She didn’t answer my suggestion directly. Instead she confessed, “I thought-I thought he might follow me. After leaving the railway station, I walked and walked. For hours. First this direction and then that. Until I was completely lost. And there was nowhere to turn, no one I could trust. Not even the constables I passed from time to time. But they must have seen me, because suddenly they were hunting me. He must have given them my description. And I didn’t know what they would do with me, if they caught me. I’ve heard-the suffragettes. They were treated cruelly in prison.”

“The police last evening weren’t hunting you,” I said gently. “They were searching for a deserter. I was on an omnibus. They stopped it and told us why.”

“A deserter?” She stared blankly at me. “I- Are you sure?”

“Quite sure. Unless, of course, the man you speak of is wanted by the police.”

“No, of course he isn’t.” She seemed shocked that I should think such a thing.

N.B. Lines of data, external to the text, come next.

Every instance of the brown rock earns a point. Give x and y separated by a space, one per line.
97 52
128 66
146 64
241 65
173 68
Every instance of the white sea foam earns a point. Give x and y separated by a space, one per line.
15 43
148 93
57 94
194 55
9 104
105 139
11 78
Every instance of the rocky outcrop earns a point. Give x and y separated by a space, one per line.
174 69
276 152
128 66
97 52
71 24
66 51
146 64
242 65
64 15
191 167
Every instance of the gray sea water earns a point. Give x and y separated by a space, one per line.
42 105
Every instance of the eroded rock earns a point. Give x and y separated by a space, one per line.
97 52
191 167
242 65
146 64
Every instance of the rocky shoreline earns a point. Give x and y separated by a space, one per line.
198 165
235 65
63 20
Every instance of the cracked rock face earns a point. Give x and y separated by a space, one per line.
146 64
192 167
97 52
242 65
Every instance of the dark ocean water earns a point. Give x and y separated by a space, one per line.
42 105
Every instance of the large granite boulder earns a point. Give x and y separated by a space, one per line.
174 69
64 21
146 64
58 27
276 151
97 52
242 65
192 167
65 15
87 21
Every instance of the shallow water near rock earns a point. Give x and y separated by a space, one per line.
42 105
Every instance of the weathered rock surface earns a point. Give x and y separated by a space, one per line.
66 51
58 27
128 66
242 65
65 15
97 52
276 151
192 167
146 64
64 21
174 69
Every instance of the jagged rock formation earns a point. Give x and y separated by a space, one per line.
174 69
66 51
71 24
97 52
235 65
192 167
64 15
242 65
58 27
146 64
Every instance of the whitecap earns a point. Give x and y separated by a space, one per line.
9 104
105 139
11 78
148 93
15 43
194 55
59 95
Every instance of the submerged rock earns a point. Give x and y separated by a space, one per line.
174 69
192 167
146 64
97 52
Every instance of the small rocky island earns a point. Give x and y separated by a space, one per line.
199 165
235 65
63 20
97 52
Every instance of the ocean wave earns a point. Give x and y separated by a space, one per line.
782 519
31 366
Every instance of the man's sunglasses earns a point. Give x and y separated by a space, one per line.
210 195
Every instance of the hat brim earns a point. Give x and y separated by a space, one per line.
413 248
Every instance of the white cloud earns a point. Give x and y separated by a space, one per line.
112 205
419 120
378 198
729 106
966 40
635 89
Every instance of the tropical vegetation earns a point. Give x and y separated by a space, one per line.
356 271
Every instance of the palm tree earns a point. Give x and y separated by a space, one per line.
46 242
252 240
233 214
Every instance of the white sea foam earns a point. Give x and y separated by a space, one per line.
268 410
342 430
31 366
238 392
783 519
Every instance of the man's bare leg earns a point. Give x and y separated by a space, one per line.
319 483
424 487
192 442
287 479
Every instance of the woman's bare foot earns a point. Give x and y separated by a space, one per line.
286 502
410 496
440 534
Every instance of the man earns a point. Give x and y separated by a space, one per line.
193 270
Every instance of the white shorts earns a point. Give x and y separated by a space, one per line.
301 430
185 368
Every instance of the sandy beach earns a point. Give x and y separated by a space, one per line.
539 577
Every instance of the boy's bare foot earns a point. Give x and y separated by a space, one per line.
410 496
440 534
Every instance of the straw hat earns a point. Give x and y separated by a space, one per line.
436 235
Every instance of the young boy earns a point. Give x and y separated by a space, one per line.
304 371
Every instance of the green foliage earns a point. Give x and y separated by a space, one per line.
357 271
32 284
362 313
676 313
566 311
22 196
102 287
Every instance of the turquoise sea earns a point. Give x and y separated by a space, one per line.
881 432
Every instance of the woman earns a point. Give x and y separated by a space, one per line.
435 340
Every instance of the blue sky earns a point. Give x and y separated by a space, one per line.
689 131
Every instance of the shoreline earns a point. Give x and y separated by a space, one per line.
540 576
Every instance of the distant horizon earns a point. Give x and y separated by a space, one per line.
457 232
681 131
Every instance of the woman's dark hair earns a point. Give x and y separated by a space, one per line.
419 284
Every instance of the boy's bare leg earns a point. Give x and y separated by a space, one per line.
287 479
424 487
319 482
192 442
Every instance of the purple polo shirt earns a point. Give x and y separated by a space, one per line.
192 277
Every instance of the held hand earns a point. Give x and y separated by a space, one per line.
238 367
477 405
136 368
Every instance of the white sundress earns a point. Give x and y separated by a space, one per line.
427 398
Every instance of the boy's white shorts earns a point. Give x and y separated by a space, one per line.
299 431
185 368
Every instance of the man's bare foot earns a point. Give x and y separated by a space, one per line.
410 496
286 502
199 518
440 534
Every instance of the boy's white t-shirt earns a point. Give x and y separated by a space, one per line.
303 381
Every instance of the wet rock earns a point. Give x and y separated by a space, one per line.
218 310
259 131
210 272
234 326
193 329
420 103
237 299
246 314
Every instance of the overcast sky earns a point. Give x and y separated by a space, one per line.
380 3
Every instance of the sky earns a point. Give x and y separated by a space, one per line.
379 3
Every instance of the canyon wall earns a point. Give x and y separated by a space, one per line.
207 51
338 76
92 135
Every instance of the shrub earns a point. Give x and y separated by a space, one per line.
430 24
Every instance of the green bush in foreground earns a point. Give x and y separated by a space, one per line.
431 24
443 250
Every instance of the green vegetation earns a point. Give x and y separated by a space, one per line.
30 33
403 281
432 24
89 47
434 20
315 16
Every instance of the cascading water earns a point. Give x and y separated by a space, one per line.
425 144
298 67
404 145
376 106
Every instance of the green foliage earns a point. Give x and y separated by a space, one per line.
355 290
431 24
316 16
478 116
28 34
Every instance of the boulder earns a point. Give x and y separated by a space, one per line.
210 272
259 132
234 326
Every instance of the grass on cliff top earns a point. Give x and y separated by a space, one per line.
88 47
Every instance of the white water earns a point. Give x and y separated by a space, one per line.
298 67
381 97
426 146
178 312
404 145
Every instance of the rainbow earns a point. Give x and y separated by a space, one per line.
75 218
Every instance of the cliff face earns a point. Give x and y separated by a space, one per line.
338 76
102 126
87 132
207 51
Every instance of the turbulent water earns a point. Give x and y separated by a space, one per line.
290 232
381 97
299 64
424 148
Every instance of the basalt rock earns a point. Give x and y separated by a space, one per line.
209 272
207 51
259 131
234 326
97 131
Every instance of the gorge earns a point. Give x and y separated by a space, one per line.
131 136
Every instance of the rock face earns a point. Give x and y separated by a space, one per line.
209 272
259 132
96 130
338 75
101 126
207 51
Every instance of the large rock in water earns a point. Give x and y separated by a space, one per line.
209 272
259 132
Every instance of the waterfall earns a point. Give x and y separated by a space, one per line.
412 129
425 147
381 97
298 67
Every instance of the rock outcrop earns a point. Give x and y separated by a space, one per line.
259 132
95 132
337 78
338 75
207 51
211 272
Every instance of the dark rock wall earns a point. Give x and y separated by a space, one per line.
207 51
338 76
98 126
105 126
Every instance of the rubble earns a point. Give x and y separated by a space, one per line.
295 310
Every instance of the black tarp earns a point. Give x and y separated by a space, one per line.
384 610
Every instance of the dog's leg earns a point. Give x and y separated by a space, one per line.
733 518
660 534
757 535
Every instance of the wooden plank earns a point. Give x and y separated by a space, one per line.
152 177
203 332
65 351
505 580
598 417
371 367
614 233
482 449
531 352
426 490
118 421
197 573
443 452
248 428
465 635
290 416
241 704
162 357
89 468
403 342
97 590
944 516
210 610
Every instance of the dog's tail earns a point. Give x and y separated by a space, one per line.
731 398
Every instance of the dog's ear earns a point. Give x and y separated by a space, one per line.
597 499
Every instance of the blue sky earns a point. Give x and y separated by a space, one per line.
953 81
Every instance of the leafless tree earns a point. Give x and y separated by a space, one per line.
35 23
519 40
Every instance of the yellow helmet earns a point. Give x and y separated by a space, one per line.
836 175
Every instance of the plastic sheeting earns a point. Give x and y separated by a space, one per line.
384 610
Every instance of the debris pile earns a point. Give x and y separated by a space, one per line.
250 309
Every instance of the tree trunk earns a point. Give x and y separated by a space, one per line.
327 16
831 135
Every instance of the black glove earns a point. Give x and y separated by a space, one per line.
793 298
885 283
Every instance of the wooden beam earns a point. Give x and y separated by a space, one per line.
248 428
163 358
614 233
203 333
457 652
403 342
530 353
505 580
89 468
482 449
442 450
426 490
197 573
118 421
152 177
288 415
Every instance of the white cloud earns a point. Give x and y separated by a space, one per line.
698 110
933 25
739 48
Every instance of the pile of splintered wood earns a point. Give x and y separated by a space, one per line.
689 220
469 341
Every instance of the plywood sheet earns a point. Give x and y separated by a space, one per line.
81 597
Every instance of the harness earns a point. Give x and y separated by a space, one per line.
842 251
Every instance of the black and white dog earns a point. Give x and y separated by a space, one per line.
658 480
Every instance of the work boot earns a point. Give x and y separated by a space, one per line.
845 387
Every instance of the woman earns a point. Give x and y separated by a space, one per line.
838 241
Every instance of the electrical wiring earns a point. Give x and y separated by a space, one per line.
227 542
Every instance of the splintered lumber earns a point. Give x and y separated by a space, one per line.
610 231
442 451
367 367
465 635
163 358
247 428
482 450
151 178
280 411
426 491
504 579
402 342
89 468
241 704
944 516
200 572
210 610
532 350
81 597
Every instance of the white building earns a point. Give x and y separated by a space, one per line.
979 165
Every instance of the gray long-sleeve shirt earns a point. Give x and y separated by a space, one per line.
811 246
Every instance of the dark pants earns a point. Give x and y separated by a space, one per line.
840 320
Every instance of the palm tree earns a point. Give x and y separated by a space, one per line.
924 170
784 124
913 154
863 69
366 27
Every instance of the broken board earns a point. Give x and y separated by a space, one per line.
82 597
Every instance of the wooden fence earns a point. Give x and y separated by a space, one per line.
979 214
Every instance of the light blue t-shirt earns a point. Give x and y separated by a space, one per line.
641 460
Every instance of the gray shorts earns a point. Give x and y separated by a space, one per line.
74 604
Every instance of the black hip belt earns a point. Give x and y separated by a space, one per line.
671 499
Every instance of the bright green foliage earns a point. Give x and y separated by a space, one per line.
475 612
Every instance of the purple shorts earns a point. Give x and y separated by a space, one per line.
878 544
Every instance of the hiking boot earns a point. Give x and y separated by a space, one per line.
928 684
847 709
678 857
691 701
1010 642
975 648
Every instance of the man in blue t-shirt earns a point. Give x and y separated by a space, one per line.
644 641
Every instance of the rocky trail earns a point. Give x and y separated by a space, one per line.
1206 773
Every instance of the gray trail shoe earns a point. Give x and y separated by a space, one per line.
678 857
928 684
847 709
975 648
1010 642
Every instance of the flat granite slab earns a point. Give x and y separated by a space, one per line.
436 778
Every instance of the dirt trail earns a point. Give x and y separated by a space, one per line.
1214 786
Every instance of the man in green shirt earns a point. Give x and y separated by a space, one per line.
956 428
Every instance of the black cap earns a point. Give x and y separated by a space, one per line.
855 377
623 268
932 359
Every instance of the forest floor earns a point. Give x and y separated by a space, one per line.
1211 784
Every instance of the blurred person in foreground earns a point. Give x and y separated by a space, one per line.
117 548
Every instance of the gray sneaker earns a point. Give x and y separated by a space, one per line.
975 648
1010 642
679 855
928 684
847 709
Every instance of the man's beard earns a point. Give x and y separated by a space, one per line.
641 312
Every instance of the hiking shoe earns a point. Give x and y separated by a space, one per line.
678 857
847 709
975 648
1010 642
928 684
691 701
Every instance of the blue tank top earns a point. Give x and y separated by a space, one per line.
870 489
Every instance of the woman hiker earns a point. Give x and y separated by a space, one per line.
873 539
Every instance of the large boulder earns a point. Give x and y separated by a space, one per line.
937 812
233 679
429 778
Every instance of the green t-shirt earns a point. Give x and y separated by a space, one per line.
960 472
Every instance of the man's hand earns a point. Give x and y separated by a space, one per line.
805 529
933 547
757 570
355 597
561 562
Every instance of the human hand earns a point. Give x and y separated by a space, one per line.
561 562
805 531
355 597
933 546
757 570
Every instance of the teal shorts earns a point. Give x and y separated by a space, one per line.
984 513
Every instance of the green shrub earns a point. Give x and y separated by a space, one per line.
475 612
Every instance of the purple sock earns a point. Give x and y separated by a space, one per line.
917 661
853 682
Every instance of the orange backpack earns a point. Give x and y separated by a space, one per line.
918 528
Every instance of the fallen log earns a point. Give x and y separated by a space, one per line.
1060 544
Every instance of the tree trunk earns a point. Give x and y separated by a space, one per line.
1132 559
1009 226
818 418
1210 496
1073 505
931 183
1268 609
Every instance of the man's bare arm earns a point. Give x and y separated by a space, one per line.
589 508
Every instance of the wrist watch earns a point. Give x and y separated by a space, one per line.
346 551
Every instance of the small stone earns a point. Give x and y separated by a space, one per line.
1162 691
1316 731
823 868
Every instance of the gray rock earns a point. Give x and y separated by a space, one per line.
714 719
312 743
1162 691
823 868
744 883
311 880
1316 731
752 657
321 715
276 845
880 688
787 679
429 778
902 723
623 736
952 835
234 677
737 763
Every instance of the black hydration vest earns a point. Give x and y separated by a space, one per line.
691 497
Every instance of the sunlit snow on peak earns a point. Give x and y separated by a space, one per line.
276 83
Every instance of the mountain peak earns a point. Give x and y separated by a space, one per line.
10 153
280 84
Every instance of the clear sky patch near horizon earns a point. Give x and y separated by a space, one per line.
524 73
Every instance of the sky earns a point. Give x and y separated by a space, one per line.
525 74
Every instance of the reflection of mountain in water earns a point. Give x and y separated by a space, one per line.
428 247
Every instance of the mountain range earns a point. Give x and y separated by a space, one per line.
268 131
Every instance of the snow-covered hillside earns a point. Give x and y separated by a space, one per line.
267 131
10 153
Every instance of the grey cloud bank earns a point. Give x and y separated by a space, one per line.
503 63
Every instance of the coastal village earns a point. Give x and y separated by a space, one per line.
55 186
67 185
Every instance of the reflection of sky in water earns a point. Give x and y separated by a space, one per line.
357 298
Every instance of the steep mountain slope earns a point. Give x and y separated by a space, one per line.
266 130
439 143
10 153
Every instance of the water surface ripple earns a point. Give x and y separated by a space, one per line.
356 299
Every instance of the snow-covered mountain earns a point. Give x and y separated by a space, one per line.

I realized then that a guilty conscience had led her to believe the worst.

“He. Your husband?”

“No. Yes.” She came to take the chair across from me, staring at the window. “I wouldn’t want you to think ill of him. That he’s brutal. It was as much my fault as it was his. I-I taunted him. I said things I shouldn’t have. When he struck me, he was as shocked as I was. But I couldn’t stay, you see. Not after that. We can’t take back our actions, can we? However much we may wish to.”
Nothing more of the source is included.